Natalie Willis Whylly (she/they) is a queer British-Bahamian curator and cultural worker. Born and raised in Grand Bahama, she received her BA (Hons) and MA in Fine Art at York St John University in the UK before returning home, where she has worked since.
Following her 6 year tenure at National Art Gallery of The Bahamas, Willis now primarily works independently as a curator, art + curatorial consultant, and writer. Most recently, she has taken on the role of Caribbean Editor-At-Large for Burnaway.
During her very formative time as Associate Curator at the NAGB, she sustained a concerted focus on writing aimed at decolonising and decentralising the art archive, adding to the literature on Bahamian and Caribbean visual culture, and developing her burgeoning curatorial practice. She was responsible for maintaining, documenting, researching and historicising the National Collection; and planning and installing exhibitions.
As an emerging curator desperately trying to not contribute to the brain-drain of the Caribbean, her practice has a concerted focus on knowledge building and access (through language) and speaking to the way the colonial tourism of the late 1800s shaped the cultural and physical landscape of the Anglo-Caribbean.

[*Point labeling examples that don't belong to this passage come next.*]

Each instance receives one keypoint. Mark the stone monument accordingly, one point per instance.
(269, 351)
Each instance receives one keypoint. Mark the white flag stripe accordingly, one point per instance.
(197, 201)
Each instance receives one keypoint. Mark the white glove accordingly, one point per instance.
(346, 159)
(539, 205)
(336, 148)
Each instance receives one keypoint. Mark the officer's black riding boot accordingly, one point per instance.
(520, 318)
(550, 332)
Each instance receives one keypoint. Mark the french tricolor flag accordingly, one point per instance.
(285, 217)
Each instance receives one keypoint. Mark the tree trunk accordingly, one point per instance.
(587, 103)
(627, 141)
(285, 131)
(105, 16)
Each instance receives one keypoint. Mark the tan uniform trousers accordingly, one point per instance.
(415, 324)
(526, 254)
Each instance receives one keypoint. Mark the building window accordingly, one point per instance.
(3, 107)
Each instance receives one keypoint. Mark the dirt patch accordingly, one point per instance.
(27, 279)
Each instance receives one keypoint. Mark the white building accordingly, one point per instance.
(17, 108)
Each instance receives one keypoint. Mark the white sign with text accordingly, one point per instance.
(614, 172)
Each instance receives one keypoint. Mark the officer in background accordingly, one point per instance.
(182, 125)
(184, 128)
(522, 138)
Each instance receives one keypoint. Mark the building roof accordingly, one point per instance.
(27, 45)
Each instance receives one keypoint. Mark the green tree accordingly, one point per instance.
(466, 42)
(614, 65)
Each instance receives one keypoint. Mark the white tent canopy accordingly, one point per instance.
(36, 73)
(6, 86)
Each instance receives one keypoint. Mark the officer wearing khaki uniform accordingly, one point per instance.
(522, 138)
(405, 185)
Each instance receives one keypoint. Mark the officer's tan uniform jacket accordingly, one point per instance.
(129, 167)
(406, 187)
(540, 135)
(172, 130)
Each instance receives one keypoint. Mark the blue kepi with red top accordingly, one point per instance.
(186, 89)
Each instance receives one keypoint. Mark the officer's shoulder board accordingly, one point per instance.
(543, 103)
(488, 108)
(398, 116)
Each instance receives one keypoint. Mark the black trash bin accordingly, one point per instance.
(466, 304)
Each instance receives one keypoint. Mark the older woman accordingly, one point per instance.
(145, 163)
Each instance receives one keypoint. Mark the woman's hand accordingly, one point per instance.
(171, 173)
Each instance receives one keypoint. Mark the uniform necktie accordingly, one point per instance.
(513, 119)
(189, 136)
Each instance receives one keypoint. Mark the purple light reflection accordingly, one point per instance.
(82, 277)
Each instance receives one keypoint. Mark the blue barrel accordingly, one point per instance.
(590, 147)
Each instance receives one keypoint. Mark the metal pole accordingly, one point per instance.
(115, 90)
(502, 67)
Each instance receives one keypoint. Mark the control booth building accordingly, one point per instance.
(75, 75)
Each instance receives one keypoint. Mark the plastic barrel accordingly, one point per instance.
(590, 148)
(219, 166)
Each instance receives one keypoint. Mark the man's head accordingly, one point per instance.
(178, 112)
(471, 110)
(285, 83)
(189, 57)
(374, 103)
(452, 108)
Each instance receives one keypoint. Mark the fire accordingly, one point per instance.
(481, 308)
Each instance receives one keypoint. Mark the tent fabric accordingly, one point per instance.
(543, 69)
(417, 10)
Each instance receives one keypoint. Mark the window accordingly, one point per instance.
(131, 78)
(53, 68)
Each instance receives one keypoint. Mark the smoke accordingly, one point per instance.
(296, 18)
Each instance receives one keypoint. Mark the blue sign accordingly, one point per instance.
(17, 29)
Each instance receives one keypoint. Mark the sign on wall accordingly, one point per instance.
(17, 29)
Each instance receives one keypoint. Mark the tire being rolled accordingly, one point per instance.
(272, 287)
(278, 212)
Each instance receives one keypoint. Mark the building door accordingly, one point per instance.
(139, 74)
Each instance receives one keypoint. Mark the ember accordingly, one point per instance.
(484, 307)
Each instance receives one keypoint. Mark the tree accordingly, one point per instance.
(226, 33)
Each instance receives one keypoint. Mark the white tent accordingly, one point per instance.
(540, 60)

She was the first curator at the museum to include bilingual wall texts (in English and Haitian Kreyol), the first to have a group show dedicated featuring the work of Black Women artists of The Bahamas, and alongside colleague Abby Smith she developed the museum’s inter-island traveling exhibition as a way to combat the difficulties that the country’s archipelagic geography presents in providing access to cultural patrimony.